До сих пор помню день, когда я увидел отца так, как никогда раньше не видел (мне было лет двенадцать), – и это ощущение живет во мне виной.
Была весна, я толкался со школьными друзьями около ворот (играли в «жестку» на тротуаре) и, вдруг, неожиданно заметил знакомую фигуру неподалеку от дома. Мне бросилось в глаза: он оказался невысокого роста, короткий пиджак некрасив, брюки, нелепо поднятые над щиколотками, подчеркивали величину довольно стоптанных старомодных ботинок, а новый галстук, с булавкой, выглядел словно бы ненужным украшением бедняка. Неужели это мой отец?
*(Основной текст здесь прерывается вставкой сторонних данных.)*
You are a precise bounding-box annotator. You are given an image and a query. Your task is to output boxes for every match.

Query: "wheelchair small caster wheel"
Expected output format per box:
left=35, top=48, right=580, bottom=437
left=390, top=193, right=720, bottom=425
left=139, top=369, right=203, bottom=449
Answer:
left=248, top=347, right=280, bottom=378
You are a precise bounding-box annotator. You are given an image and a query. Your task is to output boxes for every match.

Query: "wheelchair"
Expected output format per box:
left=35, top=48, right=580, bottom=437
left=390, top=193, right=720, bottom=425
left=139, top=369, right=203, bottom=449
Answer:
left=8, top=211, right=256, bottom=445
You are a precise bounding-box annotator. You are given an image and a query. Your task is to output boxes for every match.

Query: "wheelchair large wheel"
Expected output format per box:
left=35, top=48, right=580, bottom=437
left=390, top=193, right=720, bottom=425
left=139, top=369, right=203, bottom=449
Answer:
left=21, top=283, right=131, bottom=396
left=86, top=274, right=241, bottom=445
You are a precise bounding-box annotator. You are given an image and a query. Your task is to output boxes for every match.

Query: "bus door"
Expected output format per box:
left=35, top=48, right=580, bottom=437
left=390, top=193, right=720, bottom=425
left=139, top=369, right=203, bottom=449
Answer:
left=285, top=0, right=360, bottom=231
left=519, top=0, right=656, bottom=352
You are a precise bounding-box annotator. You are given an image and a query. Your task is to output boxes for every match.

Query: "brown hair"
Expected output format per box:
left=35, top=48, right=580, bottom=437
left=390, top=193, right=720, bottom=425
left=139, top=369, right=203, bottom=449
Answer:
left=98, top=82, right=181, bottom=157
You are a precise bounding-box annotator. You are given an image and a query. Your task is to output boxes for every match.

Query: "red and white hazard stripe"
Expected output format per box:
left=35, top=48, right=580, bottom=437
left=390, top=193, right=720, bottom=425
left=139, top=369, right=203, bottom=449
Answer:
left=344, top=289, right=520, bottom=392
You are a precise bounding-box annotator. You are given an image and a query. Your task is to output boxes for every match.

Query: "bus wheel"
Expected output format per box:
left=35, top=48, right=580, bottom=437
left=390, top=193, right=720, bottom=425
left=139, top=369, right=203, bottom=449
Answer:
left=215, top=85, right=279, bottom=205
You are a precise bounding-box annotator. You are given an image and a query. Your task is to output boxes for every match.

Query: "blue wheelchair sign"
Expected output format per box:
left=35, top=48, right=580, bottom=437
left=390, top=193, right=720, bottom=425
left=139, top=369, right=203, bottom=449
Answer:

Лицо его всегда выражало доброту, уверенную мужественность, а не усталое равнодушие, оно раньше никогда не было таким немолодым, таким негероически-безрадостным.
И это обнаженно обозначалось – и все вдруг представилось в отце обыденным, унижающим и его и меня перед школьными моими приятелями, которые молча, нагловато, сдерживая смех, смотрели на эти по-клоунски большие поношенные башмаки, выделенные дудочкообразными брюками. Они, мои школьные друзья, готовы были смеяться над ним, над его нелепой походкой, а я, покраснев от стыда и обиды, готов был с защитным криком, оправдывающим отца, броситься в жестокую драку, восстановить святое уважение кулаками.
Но что же произошло со мной? Почему я не бросился в драку с приятелями – боялся потерять их дружбу? Или не рискнул сам показаться смешным?
Тогда я не думал, что настанет срок, когда в некий день я тоже окажусь чьим-то смешным, нелепым отцом и меня тоже постесняются защитить.